13. GUARANTEE AND EXCLUSIONS OF LIABILITY
(a) Where goods are supplied new with a manufacturer's guarantee, the buyer shall have the advantage of that guarantee.
(b) Where goods are supplied second hand or without a manufacturer's guarantee, then the buyer shall have only those rights which the buyer and JSP agree under the contract that the buyer shall have.

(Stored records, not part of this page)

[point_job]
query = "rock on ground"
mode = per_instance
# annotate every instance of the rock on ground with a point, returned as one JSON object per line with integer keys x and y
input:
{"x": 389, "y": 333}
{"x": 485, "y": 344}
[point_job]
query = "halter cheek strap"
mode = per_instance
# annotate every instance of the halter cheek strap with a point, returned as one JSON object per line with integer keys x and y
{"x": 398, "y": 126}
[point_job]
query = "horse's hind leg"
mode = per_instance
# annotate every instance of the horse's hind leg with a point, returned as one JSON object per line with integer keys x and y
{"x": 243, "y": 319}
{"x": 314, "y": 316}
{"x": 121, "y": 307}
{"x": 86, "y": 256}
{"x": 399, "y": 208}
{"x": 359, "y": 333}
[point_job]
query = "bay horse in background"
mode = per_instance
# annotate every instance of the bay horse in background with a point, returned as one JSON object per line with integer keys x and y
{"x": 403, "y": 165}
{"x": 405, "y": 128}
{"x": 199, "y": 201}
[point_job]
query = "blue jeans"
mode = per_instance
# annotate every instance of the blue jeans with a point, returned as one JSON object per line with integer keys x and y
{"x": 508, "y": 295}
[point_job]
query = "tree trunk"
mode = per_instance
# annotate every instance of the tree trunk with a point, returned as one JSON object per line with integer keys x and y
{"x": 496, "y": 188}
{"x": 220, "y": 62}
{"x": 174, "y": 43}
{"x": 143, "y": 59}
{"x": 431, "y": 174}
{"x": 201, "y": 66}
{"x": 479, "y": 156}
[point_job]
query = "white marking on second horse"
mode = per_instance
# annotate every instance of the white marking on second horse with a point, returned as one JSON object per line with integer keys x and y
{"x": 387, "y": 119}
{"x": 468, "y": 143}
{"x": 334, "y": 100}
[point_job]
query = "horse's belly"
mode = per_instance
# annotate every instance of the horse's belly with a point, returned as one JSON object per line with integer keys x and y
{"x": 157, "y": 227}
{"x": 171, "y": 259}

Where, under (a) or (b) above the buyer is entitled to rights under a guarantee, those rights will only be effective provided that:-
(i) the buyer has followed JSP's/the manufacturer's instructions as to the cleaning, lubrication, operation and general maintenance.
(ii) In the case of defects which would have been apparent to the buyer on reasonable examination of the goods on delivery the buyer notifies JSP within 10 days in writing of the date of delivery.
(iii) In the case of any other defects the buyer notifies JSP of the defects within 7 days of the date when the defects become apparent.
(iv) Unless otherwise agreed the defective goods are promptly returned carriage paid.
(c) JSP shall in no circumstances be liable for damage by fair wear and tear or for damage due to neglect or improper handling of the goods by the buyer, his employee or his agent, or for the cases in which damage is due to any cause beyond JSP's control or for cases in which repairs or alterations have been carried out by the buyer without JSP's prior knowledge and control.
(d) JSP shall not be liable for consequential loss or damage and shall have no other or further liability in respect of the goods or any defects therein and all conditions and warranties whether express or implied by law as to the quality of the goods or their fitness for a particular purpose or as to the design, workmanship and manufacture thereof and the materials used therein or as to the validity of patents or licence or otherwise in any way are expressly excluded except to the extent that this paragraph may be held not to satisfy any requirement of reasonableness imposed by the Unfair Contract Terms Act 1997 or any statutory modification or re-enactment thereof.
(e) JSP shall have no liability for any information or advise given in connection with the supply of the goods.
(f) Except to the extent that this paragraph may be held not to satisfy the requirements of reasonableness imposes by or other provision of the Unfair Contract Terms Act 1997 or any statutory modification or re-enactment thereof, JSP shall not be responsible for any injury, damage or loss cause directly or indirectly by the goods whether as a result of their operation or use or otherwise and whether as a result of any defect therein or otherwise and the buyer shall indemnify JSP against any claim arising from any such injury, damage or loss.
14. FORCE MAJEURE
Notwithstanding the provision of any other term of this contract neither party shall be regarded by the other as in breach thereof to the extent that such party is prevented from or hindered in fulfilling his or her or its obligation hereunder by any circumstances outside his or its reasonable control (including strikes or lockouts whether in the United Kingdom or abroad) provided that such party shall have given written notice to the other party of such circumstances within a reasonable time after learning of them. If any circumstances the subject of any such notice shall either alone or in aggregate with the circumstances of any such or any other notice continue for a period exceeding three calendar months to prevent or hinder the performance of this contract by either party then the other party may be written notice to the other terminate this contract with regard to any unperformed portion thereof.
These conditions supersede all previously issued conditions of sale.
16. LEGAL CONSTRUCTION
The contract shall in all respects be governed by and construed in accordance with English law.